So it's been a pretty good week in work, I've worked on quite a few different projects, mostly for Best Western this week. More specifically I've been working on making amends and learning how to design emails in Photoshop.
Usually, when we have an email to design, it gets made in InDesign first because it's much easier to edit and change while making amends, then once the client is happy with it, we move into Photoshop ready for it to go to build (we don't technically make the final product we just design it).
I've found it really interesting designing emails because it's not something I imagined i'd be working on. It's not even something I had even thought about as needing to be designed. But when I started working on Best Western, I soon realised anything that goes out to clients needs to follow and fit into the campaign structure perfectly. What I've really enjoyed about this challenge is firstly working out exactly how things need to be set and laid out in an email format in order to work properly. Understanding what will and won't work when an email goes to build and is sent out is an important part of the design process. Things you wouldn't even consider normally when your designing something, like how many characters the longest hotel name has so you know whether it will fit in the space you have left. All of these things have to be thought about, because if a client receives an email that has gaps in or is unreadable, then there's going to be a lot of trouble. We all know what it's like when you get an email that has random text on it instead of an image, it's a waste of our time.

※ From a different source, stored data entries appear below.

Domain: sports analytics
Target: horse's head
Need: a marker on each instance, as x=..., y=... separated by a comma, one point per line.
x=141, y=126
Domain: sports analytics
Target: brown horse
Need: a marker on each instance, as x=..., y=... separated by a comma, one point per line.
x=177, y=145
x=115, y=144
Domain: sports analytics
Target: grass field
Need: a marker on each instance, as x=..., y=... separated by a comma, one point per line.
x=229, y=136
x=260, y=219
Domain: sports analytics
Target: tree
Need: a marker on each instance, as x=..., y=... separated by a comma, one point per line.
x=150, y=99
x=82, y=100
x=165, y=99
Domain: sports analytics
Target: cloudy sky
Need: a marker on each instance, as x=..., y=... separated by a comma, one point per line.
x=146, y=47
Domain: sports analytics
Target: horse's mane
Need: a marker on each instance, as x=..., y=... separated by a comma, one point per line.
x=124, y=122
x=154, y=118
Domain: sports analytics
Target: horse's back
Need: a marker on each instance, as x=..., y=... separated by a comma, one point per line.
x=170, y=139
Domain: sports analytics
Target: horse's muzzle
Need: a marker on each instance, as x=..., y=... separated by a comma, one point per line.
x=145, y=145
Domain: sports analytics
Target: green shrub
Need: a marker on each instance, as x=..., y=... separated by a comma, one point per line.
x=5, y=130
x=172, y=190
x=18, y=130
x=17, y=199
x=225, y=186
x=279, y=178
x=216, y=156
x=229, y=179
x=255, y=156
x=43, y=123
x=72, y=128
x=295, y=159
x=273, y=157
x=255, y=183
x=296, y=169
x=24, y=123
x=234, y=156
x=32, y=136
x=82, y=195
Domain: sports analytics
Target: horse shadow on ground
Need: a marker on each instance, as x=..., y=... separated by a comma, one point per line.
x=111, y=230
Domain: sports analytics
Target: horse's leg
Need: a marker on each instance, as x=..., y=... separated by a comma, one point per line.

The second thing I have really enjoyed about working on these email designs is how invested you need to be to work on the brand. When I first started working on the Best Western brand I had a look through the brand guidelines, and was very confused as to why they had so many rules. But actually now that I've been working on it for over a month, I'm starting to get to grips with how to follow the guidelines a lot closer. From using the right fonts, colour palettes, and trawling through old material to work out what type of font combinations they use, and where specific fonts or shapes are used. It's really nice now being able to pick up a Best Western brief and know where I should go with it, without a whole tonne of amends coming my way.
As I said, I still have a lot to learn about it, but I feel like I'm learning something valuable with every piece I work on.